Se equivocaron quienes rindieron homenaje en el ex Congreso a los encapuchados, pensando que con esa acción se pueden granjear apoyos o potenciar mejores resultados o soluciones para las demandas sociales. Estamos frente a un estallido de origen social cuya matriz es esencialmente pacífica y masiva, pero con componentes de violencia que complican y enredan el escenario político. Las complejidades que enfrenta la institucionalidad democrática provienen de lo inédito y distinto de esta dinámica frente a otras experiencias de nuestra propia historia. Es, en resumen, un movimiento sin liderazgos claros y que, no obstante, cuenta con el apoyo mayoritario de una ciudadanía que venía acumulando por décadas una gran rabia por abusos, inequidades e injusticias, y por sentirse olvidados e ignorados por el sistema.

Eso es tan claro como que esa inmensa mayoría de chilenos quieren cambios, pero sin violencia.

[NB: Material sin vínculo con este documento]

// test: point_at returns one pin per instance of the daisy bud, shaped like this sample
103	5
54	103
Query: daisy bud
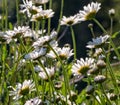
94	70
58	85
112	96
99	78
101	64
73	96
90	89
90	25
112	12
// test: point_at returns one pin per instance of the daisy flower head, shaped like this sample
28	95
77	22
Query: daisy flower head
112	12
34	101
40	2
47	73
65	52
17	32
89	11
44	14
35	54
82	66
44	39
22	89
98	42
72	20
4	37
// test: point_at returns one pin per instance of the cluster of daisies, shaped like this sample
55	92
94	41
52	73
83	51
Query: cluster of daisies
39	51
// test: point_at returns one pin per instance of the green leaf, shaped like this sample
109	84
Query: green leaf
115	34
10	26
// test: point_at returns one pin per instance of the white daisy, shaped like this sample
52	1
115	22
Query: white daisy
4	37
63	53
39	2
97	42
89	11
45	75
72	20
35	54
44	39
44	14
112	12
17	32
22	89
82	66
34	101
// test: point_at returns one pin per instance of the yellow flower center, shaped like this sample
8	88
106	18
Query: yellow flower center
70	22
83	69
91	15
24	90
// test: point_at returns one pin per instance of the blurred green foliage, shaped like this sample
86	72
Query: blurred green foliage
71	7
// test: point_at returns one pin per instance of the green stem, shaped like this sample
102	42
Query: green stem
98	23
92	32
49	20
51	84
61	14
17	11
111	25
111	42
111	71
105	95
74	41
64	73
96	99
6	14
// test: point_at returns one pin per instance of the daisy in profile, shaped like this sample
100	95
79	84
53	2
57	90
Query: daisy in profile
44	14
17	32
22	89
72	20
98	42
89	11
4	37
82	66
45	75
34	101
35	54
44	39
40	2
63	53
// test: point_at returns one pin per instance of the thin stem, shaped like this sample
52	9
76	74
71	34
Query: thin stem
49	20
105	94
51	84
111	25
65	30
111	42
64	72
6	14
111	71
98	23
74	41
61	14
92	32
17	11
96	99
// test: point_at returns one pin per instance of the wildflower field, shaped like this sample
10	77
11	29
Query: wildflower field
36	70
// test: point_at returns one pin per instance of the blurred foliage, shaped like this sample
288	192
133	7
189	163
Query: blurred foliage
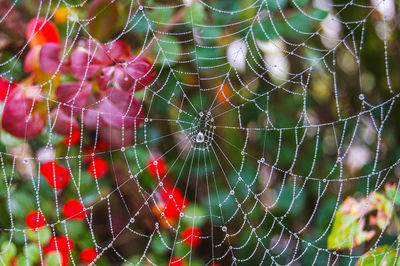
300	184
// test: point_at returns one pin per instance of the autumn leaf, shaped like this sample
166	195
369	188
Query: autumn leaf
348	226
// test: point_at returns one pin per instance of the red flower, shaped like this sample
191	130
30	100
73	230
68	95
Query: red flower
40	31
98	167
63	257
177	261
174	201
157	167
88	255
120	109
131	74
64	244
192	236
73	138
6	88
73	209
35	219
20	116
102	145
56	175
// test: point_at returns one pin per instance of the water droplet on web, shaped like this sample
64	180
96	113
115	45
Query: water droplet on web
200	137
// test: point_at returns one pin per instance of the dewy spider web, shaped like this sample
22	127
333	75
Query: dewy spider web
263	172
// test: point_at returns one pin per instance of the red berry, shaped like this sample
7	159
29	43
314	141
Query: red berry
72	139
177	261
63	257
73	209
192	236
88	255
56	175
98	167
40	31
64	244
35	219
102	145
157	167
174	201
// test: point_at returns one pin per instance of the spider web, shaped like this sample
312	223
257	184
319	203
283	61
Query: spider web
263	172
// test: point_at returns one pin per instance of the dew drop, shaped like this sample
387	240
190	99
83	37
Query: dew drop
200	137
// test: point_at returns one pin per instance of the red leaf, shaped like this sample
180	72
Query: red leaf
49	58
73	95
6	87
63	122
119	108
73	210
40	31
18	118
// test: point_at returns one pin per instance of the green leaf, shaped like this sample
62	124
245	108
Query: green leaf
276	5
104	14
393	193
195	13
8	140
319	13
21	203
8	250
160	244
384	255
53	258
195	215
301	3
32	252
348	226
161	15
170	49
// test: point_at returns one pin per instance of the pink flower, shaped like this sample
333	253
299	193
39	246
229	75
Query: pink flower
21	117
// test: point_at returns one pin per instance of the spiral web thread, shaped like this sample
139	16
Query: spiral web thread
272	234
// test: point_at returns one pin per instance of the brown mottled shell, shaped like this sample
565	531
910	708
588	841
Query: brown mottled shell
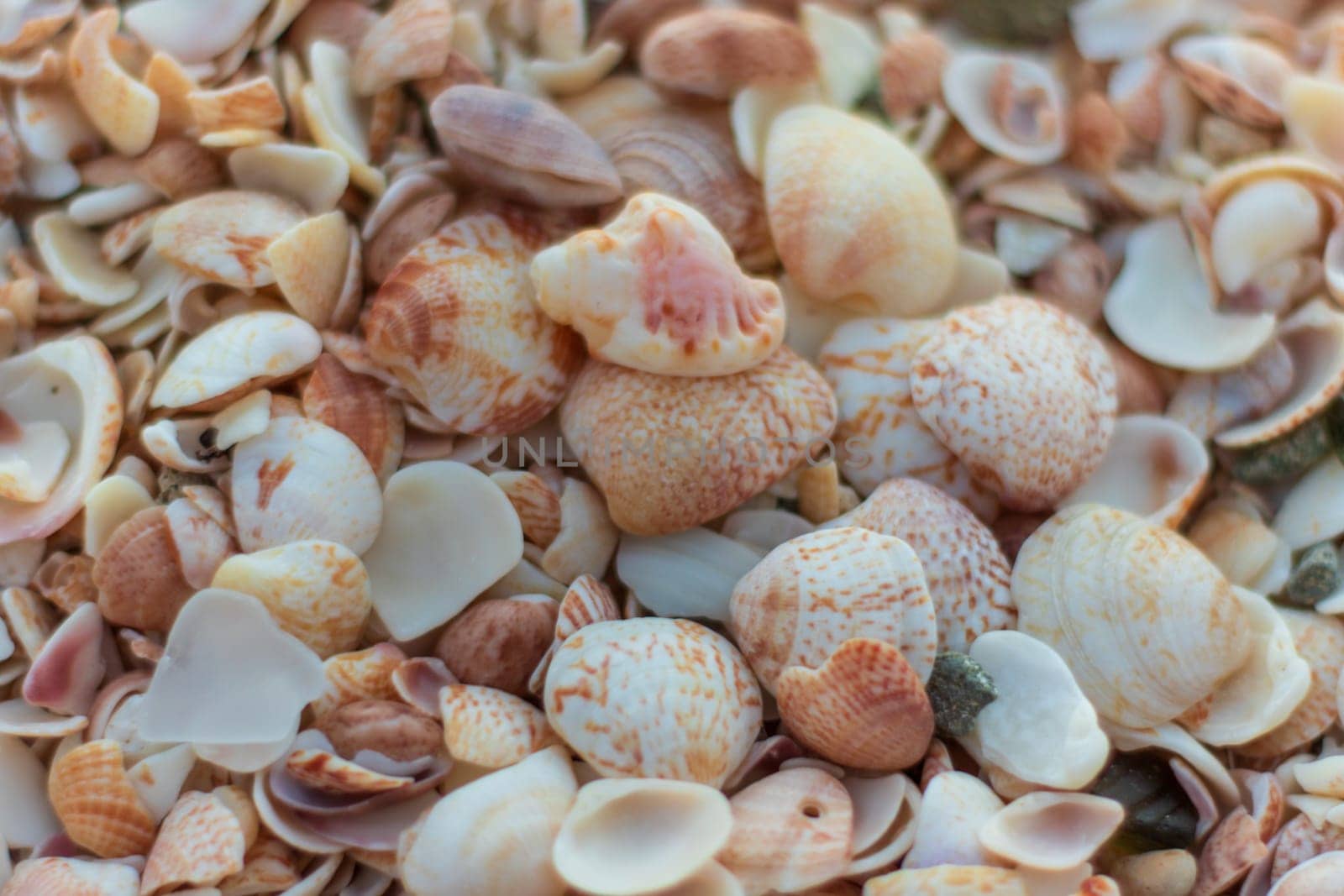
1021	392
499	642
864	708
94	799
139	574
638	437
457	325
716	53
360	407
967	570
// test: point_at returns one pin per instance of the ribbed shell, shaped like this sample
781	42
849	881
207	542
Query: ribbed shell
1144	621
457	325
654	699
640	436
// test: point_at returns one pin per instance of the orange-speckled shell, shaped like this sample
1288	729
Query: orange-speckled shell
1021	392
94	799
491	728
457	325
864	708
201	842
967	570
654	699
669	453
790	831
1320	641
716	53
816	591
658	289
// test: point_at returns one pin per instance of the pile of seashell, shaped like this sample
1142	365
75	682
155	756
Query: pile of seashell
671	448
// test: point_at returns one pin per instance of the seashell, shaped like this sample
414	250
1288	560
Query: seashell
864	708
302	479
642	261
441	520
96	804
409	42
1038	701
1010	103
790	831
1238	76
1119	595
123	109
1153	466
228	634
316	591
965	569
703	741
522	147
638	836
1159	257
497	644
223	237
635	434
812	594
495	835
443	317
201	842
1014	452
857	217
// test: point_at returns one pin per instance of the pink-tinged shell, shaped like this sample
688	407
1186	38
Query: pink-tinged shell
813	593
499	642
716	53
457	325
491	728
600	698
658	289
790	831
864	708
867	362
857	217
967	571
640	437
97	804
1021	392
1320	641
201	842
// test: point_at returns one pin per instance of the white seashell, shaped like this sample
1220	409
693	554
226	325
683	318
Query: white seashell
625	837
1038	703
1153	468
1052	832
1162	291
448	535
304	479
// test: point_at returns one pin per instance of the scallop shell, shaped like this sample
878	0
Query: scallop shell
812	594
457	325
495	835
864	708
651	317
640	437
316	591
857	217
96	802
702	735
961	559
1095	584
790	831
624	837
302	479
1018	358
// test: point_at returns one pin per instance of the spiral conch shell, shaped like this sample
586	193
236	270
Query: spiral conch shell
1144	621
658	289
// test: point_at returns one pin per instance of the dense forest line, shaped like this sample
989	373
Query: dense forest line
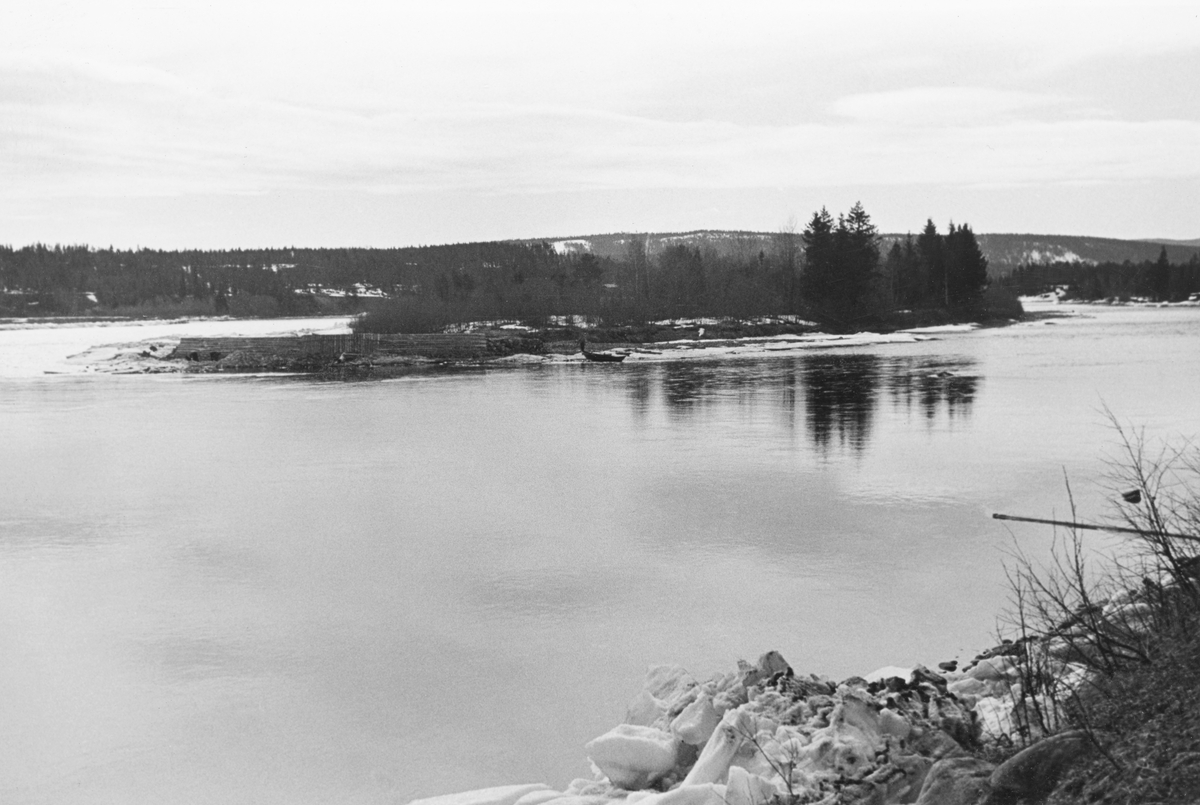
1159	281
833	271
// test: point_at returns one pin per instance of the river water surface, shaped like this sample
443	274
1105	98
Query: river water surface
283	590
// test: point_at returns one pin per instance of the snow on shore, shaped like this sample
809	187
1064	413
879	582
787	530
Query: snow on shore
39	348
695	349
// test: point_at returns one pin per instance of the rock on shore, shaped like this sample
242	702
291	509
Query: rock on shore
763	733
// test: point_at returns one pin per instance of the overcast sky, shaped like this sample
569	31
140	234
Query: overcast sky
173	124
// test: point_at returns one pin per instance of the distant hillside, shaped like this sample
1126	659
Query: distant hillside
1005	252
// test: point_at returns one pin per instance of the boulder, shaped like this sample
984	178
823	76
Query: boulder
1035	772
916	768
713	763
957	781
634	757
997	668
888	672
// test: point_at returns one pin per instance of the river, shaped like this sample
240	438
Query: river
285	590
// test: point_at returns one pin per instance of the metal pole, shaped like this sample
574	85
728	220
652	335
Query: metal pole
1095	527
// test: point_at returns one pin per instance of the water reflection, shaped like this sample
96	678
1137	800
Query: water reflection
835	395
839	394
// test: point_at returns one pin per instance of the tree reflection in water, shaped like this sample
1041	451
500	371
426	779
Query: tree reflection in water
837	395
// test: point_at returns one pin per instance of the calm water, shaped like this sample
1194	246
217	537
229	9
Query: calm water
247	590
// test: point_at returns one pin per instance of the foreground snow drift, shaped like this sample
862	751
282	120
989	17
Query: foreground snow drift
762	734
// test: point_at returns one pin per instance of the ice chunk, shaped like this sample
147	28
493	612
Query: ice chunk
633	756
497	796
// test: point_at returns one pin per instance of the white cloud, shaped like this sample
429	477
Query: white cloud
131	100
941	106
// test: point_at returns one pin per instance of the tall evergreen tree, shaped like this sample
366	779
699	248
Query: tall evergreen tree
817	278
933	258
966	268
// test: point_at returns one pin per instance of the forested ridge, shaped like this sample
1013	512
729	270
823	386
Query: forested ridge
838	270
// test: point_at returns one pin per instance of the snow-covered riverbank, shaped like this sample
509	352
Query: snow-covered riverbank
39	348
763	733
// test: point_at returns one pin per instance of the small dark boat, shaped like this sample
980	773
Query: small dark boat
604	358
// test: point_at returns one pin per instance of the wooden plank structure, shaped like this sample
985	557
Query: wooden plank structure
327	349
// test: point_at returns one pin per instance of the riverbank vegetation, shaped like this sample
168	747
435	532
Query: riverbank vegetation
833	272
1111	644
1158	281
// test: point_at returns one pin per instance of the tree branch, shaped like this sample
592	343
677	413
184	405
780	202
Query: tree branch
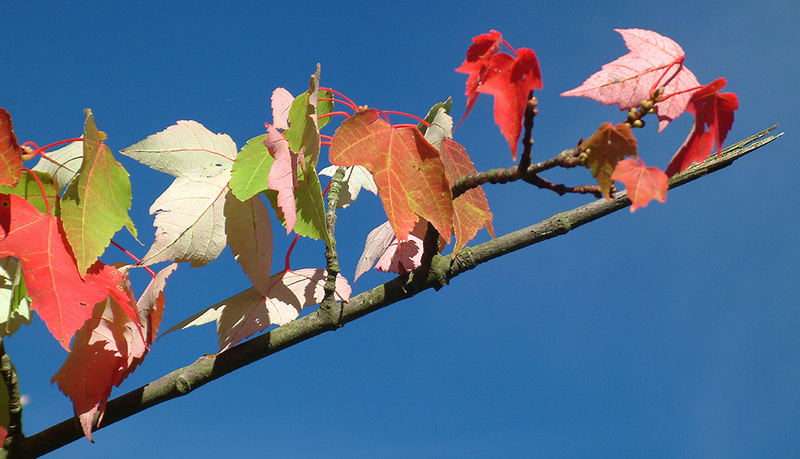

La principal complejidad es que, paralelamente, se ha instalado una dinámica de vandalismo, saqueos e incendios que han afectado gravemente la calidad de vida de las personas, con destrucción de infraestructura pública y privada, de centenas de pequeños negocios y, por ende, dañando la fuente laboral de trabajo de miles de ciudadanos. Todo indica que, en la ocurrencia de estos hechos, han convergido distintos tipos de sectores, muchos de los cuales desde la marginalidad, han sido protagónicos de actos de violencia y delictuales en los últimos años. Entre ellos sectores anarquistas y antisistémicos que han operado en la última década, como encapuchados y que solían aparecer en el medio de las manifestaciones. Así se explican los ataques a símbolos del mercado, del poder gubernamental, a las grandes cadenas económicas y también al comercio minorista.

Cuesta entender que los objetivos tan nobles detrás de las demandas ciudadanas se vean mezclados con una violencia que se entroncó con el enojo ciudadano en curso y que rompió con la supuesta apatía de la gente, demostrando de paso que la abstención electoral no fue nunca indiferencia, sino más bien hastío y desencanto con los partidos y liderazgos.

El orden democrático que costó construir requiere defensa y fortalecimiento. La violencia no ayuda a ninguno de los dos objetivos y se le debe combatir principalmente en términos ideológicos y políticos. Quienes en la historia han tratado de usar sólo la fuerza y la represión, han tenido malos resultados. De esta forma, debiera estar claro para el Gobierno que con la sola represión no se arregla el problema y nítido para la oposición que con la apología a la violencia, tampoco.

Afortunadamente las encuestas han logrado mostrar que las personas hacen la diferencia, apoyando mayoritariamente las demandas pero condenando drásticamente los hechos de violencia. Falta una clara distinción por parte de todos los actores de la política entre la legitimidad del movimiento social por los cambios y la furia destructiva de la violencia. Los tiempos se acortan dramáticamente, y de ello dependerá el país mejor o peor que salga de esta crisis.